Refused to load the font 'data:font/woff;base64,d09GRgABAAAAAGVUABEAAAAAxuQAAQABAAAAAAAAAAAAAAAAAAAAAAAAAABHREVGAAABgAAAAC4AAAA0ArgC7UdQT1MAAAGwAAAQ6AAALgxKsqRTR1NVQgAAEpgAAAH3AAAELqI5y+RPUy8yAAAUkAAAAE8AAABgaGyBu2NtYXAAABTgAAABlAAAAkQkRATXY3Z0IAAAFnQAAABeAAAAugDsQf1mcGdtAAAW1AAABZcAAAvNb3/BHGdhc3AAABxsAAAACAAAAAgAAAAQZ2x5ZgAAHHQAAEApAAB3CtbiupxoZWFkAABcoAAAADYAAAA2BkubWWhoZWEAAFzYAAAAIAAAACQHFARfaG10eAAAXPgAAAI6AAAEEk4TN4Nsb2NhAABfNAAAAhIAAAISiLhpam1heHAAAGFIAAAAIAAAACACigzgbmFtZQAAYWgAAACUAAABHhQGLdJwb3N0AABh/AAAAq4AAASRk5y6n3ByZ...QxUajCCFt4p9HP4fzdSWs2XhWl5HvJazrIrFUyB0l5dpqcW10lV2wukjMLuAvyMHNiYpgPsrCVXZDKrkpll6UWkh7kABVAFVCDe7UFmxagDegA+hLHRPbqtMo7ZHCpKdT6tPGXybzo0+RXBLoPZt1tELcXxCmAAyZwYTJvdDFZKnDER44X2451rDqCyunIsRWvLSx6wnWqwPj/uX5/KuEy6DL0z6A/Fn79VihxMFJsrlAFy4DpZOcvNlMeNp+BRDLj0r+XFdRxdSNSNxiI/AL3ojKdAAB4AWPw3sFwIihiIyNjX+QGxp0cDBwMyQUbGdictkUwWDAwsDJogTgOPN4c9iz6bMos4iysHFChUDZXJnMWTSZZJrAQt9M+YQYBBh4GTgY2kEZOoJiA0z4GBxiEiDEzuGxUYewIjNjg0BGxkTnFZaMaiLeLo4GBkcWhIzkkAqQkEggceHw5HFkM2VRZJFlYebR2MP5v3cDSu5GJwWUDW9xG1hQXAFAmKZU=' because it violates the following Content Security Policy directive: "font-src 'self' https://fonts.gstatic.com https://*.joomla.org".

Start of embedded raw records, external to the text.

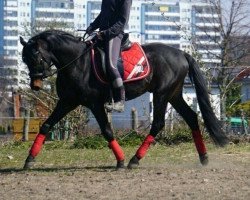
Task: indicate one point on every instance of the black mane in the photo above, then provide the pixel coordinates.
(55, 36)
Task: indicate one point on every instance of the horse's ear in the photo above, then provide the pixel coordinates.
(22, 41)
(43, 44)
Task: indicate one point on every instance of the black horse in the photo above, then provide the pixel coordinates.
(77, 85)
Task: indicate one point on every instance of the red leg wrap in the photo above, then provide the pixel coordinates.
(116, 150)
(141, 152)
(198, 140)
(37, 145)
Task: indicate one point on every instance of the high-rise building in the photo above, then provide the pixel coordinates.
(179, 23)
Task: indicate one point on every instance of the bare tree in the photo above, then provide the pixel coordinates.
(230, 34)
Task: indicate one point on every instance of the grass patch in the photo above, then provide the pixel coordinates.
(61, 154)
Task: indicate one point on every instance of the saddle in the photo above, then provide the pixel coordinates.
(132, 64)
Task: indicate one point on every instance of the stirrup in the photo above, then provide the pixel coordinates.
(117, 106)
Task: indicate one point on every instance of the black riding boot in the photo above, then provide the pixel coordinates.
(119, 99)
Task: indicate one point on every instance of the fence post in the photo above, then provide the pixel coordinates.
(26, 123)
(134, 116)
(243, 122)
(110, 119)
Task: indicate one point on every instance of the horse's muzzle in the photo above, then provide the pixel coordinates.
(36, 84)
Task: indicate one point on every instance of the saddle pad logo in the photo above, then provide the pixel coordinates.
(135, 65)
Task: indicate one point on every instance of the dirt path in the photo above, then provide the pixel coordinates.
(226, 177)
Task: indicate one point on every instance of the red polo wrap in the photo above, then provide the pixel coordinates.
(37, 145)
(115, 147)
(198, 140)
(141, 152)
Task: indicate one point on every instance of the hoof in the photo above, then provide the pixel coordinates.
(29, 163)
(120, 165)
(204, 159)
(133, 163)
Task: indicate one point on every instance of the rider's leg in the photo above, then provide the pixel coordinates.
(113, 47)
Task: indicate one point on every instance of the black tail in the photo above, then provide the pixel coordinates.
(212, 124)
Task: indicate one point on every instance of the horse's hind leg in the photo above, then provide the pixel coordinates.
(59, 112)
(160, 104)
(191, 119)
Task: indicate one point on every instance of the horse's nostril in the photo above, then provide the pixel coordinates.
(35, 88)
(36, 84)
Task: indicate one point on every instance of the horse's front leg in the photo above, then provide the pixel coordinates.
(61, 109)
(102, 119)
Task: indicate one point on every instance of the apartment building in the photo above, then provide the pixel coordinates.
(180, 23)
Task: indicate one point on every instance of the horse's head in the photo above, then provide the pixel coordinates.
(36, 56)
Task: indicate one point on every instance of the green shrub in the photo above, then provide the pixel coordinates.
(131, 139)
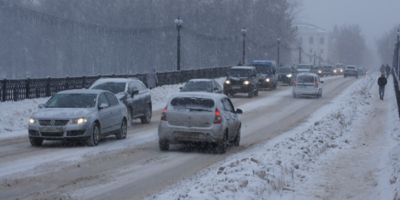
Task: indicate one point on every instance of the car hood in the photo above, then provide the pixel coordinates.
(63, 113)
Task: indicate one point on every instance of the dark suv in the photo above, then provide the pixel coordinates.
(132, 92)
(242, 79)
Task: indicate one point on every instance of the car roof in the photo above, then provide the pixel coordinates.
(116, 80)
(243, 67)
(214, 96)
(82, 91)
(200, 79)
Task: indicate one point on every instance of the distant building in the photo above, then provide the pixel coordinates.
(313, 41)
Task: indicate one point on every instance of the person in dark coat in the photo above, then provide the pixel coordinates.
(387, 71)
(382, 81)
(152, 79)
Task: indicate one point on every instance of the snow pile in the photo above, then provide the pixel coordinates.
(14, 116)
(275, 166)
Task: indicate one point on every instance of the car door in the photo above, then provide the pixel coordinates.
(134, 100)
(104, 114)
(229, 116)
(114, 119)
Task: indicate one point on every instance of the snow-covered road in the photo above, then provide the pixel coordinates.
(290, 149)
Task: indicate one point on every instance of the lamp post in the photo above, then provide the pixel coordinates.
(279, 42)
(178, 23)
(244, 45)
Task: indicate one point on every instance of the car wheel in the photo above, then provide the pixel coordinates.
(36, 141)
(94, 138)
(163, 144)
(220, 148)
(251, 94)
(147, 117)
(237, 139)
(122, 131)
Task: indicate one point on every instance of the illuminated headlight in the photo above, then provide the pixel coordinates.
(32, 121)
(78, 121)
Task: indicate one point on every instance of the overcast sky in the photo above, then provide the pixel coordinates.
(374, 16)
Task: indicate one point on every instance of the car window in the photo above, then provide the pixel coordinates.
(112, 99)
(103, 99)
(227, 105)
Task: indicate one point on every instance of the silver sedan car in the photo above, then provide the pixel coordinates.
(78, 115)
(200, 117)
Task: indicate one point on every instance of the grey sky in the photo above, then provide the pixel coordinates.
(374, 16)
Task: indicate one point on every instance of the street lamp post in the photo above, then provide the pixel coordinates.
(178, 23)
(279, 42)
(244, 45)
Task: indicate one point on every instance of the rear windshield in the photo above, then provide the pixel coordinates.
(192, 103)
(305, 79)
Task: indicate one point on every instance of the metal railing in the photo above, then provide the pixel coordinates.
(19, 89)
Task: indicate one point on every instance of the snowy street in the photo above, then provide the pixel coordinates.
(343, 145)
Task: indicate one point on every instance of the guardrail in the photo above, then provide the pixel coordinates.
(19, 89)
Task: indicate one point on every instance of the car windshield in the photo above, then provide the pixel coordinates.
(192, 103)
(264, 69)
(72, 101)
(239, 72)
(284, 70)
(113, 87)
(305, 79)
(303, 67)
(198, 86)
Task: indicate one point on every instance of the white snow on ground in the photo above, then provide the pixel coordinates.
(270, 170)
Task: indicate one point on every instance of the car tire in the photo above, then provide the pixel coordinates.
(94, 138)
(147, 116)
(236, 142)
(251, 94)
(36, 141)
(220, 147)
(122, 130)
(164, 145)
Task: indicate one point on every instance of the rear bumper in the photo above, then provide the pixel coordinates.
(182, 134)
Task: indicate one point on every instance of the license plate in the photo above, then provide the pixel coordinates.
(187, 135)
(51, 129)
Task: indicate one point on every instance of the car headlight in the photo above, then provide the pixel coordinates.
(32, 121)
(78, 121)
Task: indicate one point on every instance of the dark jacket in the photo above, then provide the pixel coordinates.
(382, 81)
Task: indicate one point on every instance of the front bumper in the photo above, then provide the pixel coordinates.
(60, 132)
(183, 134)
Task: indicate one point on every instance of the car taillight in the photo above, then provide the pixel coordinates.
(217, 118)
(164, 114)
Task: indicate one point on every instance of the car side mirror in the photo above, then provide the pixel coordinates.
(103, 105)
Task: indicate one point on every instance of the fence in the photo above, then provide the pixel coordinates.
(19, 89)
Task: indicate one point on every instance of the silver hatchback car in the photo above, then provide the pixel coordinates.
(199, 117)
(78, 115)
(307, 84)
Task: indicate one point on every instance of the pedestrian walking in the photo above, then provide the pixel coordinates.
(382, 82)
(387, 71)
(152, 79)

So, the issue seems to be related to Chrome.

[mbabker]

Err, no it's not. I use Chrome, I don't have CSP issues (as shown in my screenshot). Maybe Google is doing something at their end to change the font stack in their YouTube embeds for different browsers, you'd have to inspect the HTML of the iframe to validate this though.

[conconnl]

Closed - Old issue, CSP has been changed on different factors since then. A reporting system is running to provide use the feedback of any CSP conflict. If issue arise we will be noticed.